Falando em cuidado, alguém já lhe disse que, em sua cidade, existem os “maridos de aluguel”, aqueles profissionais especializados em resolver problemas urgentes que surgem numa moradia: um entupimento, um chuveiro com resistência queimada, uma chave que quebra, a troca de uma lâmpada, e por aí vai. Tudo bem que existam esses profissionais, mas – como disse anteriormente – é preciso ter cuidado ao lidar com essas situações.

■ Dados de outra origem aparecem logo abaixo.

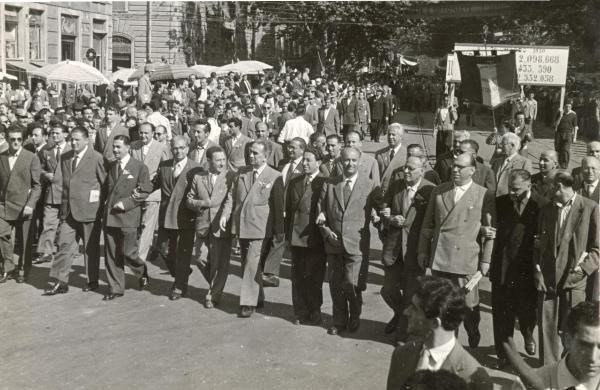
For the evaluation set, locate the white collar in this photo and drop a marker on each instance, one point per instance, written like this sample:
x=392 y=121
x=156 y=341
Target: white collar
x=80 y=154
x=124 y=161
x=259 y=170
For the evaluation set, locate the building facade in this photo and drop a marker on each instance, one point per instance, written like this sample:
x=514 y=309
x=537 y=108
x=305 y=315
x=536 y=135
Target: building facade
x=145 y=31
x=36 y=34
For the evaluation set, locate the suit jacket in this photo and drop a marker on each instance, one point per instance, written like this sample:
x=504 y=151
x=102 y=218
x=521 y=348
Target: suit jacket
x=312 y=115
x=557 y=256
x=210 y=202
x=516 y=162
x=83 y=191
x=257 y=207
x=512 y=259
x=157 y=152
x=406 y=357
x=330 y=124
x=302 y=207
x=173 y=213
x=104 y=142
x=194 y=153
x=387 y=167
x=49 y=163
x=237 y=155
x=120 y=189
x=350 y=111
x=350 y=222
x=450 y=232
x=402 y=243
x=20 y=186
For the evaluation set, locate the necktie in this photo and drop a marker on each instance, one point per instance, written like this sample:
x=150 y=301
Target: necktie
x=289 y=173
x=347 y=192
x=426 y=361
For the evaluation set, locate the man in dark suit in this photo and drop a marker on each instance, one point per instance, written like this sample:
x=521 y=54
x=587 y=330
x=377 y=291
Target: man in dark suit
x=451 y=231
x=403 y=210
x=304 y=239
x=236 y=146
x=106 y=135
x=333 y=145
x=276 y=156
x=329 y=118
x=542 y=182
x=511 y=270
x=83 y=176
x=347 y=202
x=484 y=176
x=200 y=130
x=210 y=198
x=435 y=313
x=257 y=215
x=51 y=176
x=175 y=221
x=392 y=156
x=445 y=161
x=128 y=184
x=19 y=192
x=349 y=111
x=568 y=248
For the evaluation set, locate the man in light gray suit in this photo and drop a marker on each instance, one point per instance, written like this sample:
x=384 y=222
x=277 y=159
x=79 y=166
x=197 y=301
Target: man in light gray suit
x=257 y=215
x=210 y=198
x=151 y=153
x=451 y=235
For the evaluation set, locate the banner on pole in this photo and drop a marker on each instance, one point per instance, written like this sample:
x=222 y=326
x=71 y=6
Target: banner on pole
x=490 y=81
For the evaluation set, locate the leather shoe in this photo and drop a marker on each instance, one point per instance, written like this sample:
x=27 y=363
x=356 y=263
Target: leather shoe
x=530 y=346
x=93 y=286
x=246 y=311
x=353 y=324
x=334 y=330
x=391 y=326
x=111 y=296
x=474 y=339
x=144 y=282
x=58 y=288
x=175 y=295
x=270 y=280
x=42 y=259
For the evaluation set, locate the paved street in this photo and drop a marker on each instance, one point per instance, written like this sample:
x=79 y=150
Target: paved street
x=143 y=340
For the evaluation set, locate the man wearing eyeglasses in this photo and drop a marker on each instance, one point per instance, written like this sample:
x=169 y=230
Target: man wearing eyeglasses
x=450 y=236
x=19 y=192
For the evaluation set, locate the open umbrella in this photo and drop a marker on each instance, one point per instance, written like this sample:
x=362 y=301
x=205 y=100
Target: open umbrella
x=204 y=70
x=122 y=76
x=245 y=67
x=71 y=72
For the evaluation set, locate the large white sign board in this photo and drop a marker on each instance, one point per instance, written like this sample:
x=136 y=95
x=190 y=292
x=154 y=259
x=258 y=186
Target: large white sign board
x=536 y=65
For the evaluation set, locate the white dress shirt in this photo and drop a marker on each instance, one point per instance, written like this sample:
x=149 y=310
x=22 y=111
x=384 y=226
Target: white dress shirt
x=459 y=191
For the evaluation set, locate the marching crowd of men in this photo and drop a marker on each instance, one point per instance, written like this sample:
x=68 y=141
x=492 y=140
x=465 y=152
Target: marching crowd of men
x=312 y=190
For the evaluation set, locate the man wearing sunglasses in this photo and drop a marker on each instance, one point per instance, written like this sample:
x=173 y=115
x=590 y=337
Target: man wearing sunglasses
x=19 y=192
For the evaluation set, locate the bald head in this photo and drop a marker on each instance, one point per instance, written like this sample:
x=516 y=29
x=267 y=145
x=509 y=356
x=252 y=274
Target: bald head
x=591 y=169
x=548 y=161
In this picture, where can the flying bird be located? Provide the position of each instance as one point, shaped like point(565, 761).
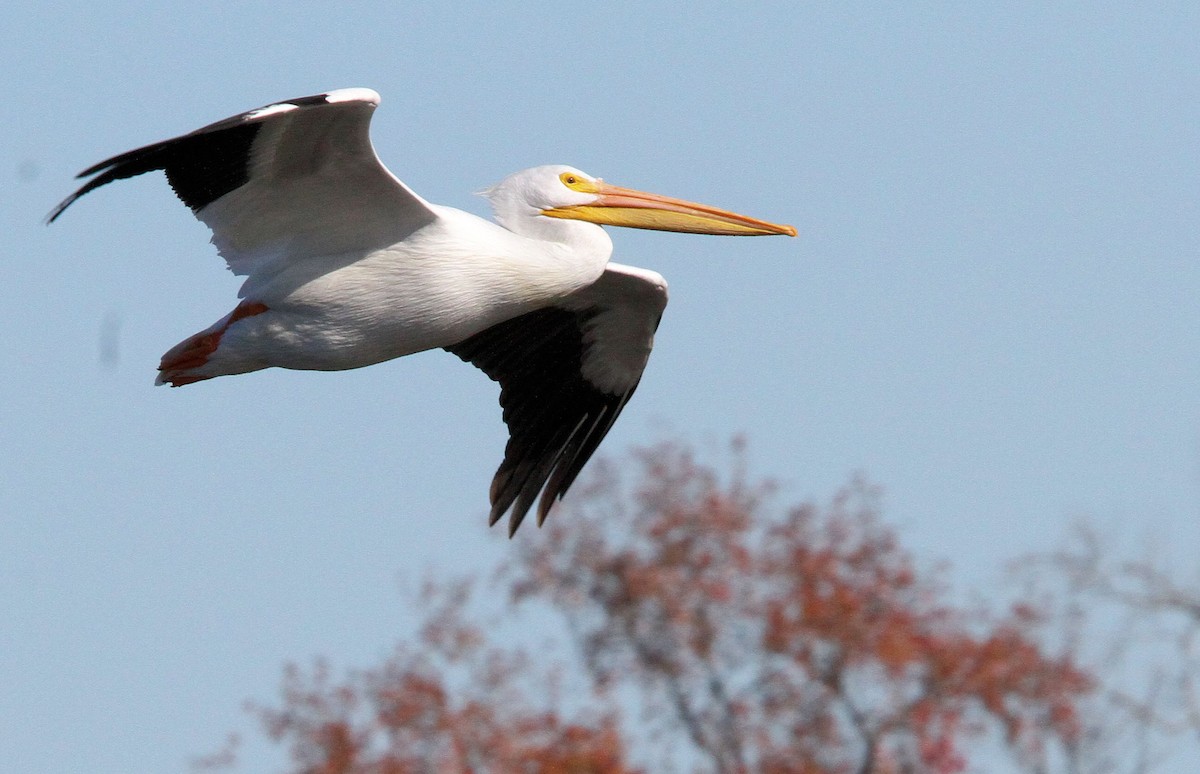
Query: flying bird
point(347, 267)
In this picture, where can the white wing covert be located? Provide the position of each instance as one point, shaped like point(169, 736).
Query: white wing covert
point(294, 179)
point(565, 373)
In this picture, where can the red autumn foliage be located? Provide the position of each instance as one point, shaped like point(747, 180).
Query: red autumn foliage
point(719, 635)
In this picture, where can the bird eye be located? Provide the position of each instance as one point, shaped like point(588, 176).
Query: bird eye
point(576, 183)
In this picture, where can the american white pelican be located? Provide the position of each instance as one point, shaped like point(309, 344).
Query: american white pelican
point(347, 267)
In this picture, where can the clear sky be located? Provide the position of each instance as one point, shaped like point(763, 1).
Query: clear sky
point(993, 310)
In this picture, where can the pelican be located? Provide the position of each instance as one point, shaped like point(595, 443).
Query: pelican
point(347, 267)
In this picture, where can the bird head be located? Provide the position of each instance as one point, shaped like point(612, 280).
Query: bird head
point(557, 191)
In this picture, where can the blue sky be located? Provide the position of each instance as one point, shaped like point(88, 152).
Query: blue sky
point(993, 310)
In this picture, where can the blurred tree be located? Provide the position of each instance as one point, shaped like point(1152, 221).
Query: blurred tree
point(717, 634)
point(1135, 623)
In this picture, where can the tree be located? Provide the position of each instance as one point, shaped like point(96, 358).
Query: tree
point(717, 633)
point(1137, 623)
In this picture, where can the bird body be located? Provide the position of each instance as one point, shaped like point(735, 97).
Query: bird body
point(346, 267)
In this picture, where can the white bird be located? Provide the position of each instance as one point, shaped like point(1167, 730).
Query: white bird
point(346, 267)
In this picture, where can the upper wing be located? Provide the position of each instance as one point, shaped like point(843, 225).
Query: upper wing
point(297, 178)
point(565, 373)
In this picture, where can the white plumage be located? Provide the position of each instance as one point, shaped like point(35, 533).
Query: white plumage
point(347, 267)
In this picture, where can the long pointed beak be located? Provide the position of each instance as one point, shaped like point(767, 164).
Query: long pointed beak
point(616, 205)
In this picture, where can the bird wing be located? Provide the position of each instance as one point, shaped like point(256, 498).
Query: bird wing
point(565, 373)
point(287, 180)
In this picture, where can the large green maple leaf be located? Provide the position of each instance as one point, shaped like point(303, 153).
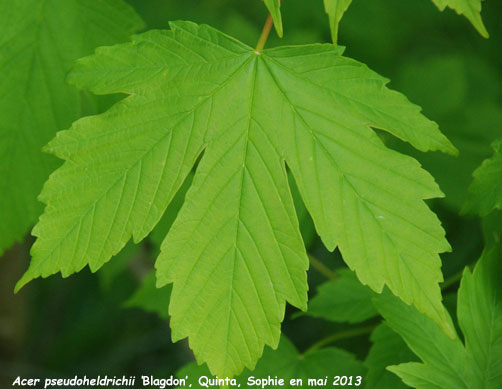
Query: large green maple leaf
point(39, 40)
point(234, 253)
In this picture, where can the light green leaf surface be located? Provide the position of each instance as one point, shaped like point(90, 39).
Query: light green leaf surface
point(234, 253)
point(485, 192)
point(39, 40)
point(343, 300)
point(274, 7)
point(447, 363)
point(388, 349)
point(335, 10)
point(471, 9)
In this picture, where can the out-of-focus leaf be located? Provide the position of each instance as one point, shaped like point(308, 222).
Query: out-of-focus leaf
point(492, 229)
point(447, 363)
point(485, 192)
point(194, 89)
point(458, 91)
point(274, 6)
point(39, 40)
point(388, 349)
point(344, 299)
point(471, 9)
point(335, 10)
point(162, 228)
point(150, 298)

Veja você o que aconteceu com uma senhora que era tida e havida como pessoa séria e compenetrada. Certo dia, um desses maridos de aluguel foi fazer um serviço em sua casa. Como acabou se molhando todo, o marido verdadeiro ofereceu-lhe um short (calção) e uma camiseta. Estando ele de costas, o de aluguel, de repente, sentiu-se abraçado por uma mulher, aquela séria e compenetrada, que, levando as mãos até suas partes baixas, apertou-as levemente, enquanto dizia, carinhosa:

- De quem são essas duas bolinhas?

Segundo Loprefâncio, tal fato é exemplo de inversão daquele ditado que diz: “quem vê cara não vê coração”. Originalmente, ele dizia: “quem vê cara não vê calção” – ainda de acordo com nosso paremiologista. Para a mulher séria e compenetrada, que devia estar “matando cachorro a beliscão”, ficou sendo assim: “quem vê calção não vê cara”. E lá foi ela, “com muita sede ao pote”, apertar as bolinhas do maridão... de aluguel. Precisava ver a cara dela quando “a ficha caiu”. Pior de tudo é que a notícia se espalhou qual rastilho de pólvora entre os parentes, amigos e conhecidos, com a pobre mulher nunca mais recuperando a dignidade de ser séria e compenetrada.